日本と違って米国にはっきりモノを言うことで南米が今、注目されている。その動きの震源地であるベネズエラを、この夏、一週間ほど取材した。そこで見たのは地域の住民が結束してスラムを変えようとする「住民参加型」の社会造りだ。憲法に沿って新しい国造りを進める人々がそこにいた。

この国は世界第2位の油田がありながら、かつては「王様とものもらいの国」と呼ばれた。石油の利権にありつける者は貴族のような生活ができたが、そうでなければ極貧生活だったのだ。首都の空港から市内に入る道筋の岩山には、ランチョと呼ばれるスラムが広がる。食い詰めて地方からやってきた人々が自分で小屋を建てて住んでいるのだ。夜になると岩山全体がまるでクリスマスツリーのように電気でチカチカして奇麗だが、その下には今日の食事もままならない貧しい人々の群れが住んでいた。
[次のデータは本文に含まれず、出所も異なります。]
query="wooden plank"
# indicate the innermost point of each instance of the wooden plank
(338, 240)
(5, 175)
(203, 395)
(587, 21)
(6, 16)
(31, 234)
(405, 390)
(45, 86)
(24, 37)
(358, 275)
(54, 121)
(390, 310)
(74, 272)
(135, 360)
現在の変化の主体は、こうしたスラムの住民たちだ。1999年にチャベス大統領が就任して貧しい人々のための政治に取り組み始めた。金持ちたちが権力をたらい回ししてきたこの国の歴史では、大きな変化である。

首都カラカスの下町アルティガス地区の地下鉄を降りると、駅前から丘に向かって小さな家がひしめいている。典型的なランチョだ。その一角にメルカリートと書いた小さな店があった。貧しい人々向けに政府が開いた安売りの店だ。塩や砂糖、食用油などが棚に並び、近所のおかみさんたちが窓口に並んでいる。ここでは政府の補助により、一般の店よりも40%も安い価格で食料品が買えるのだ。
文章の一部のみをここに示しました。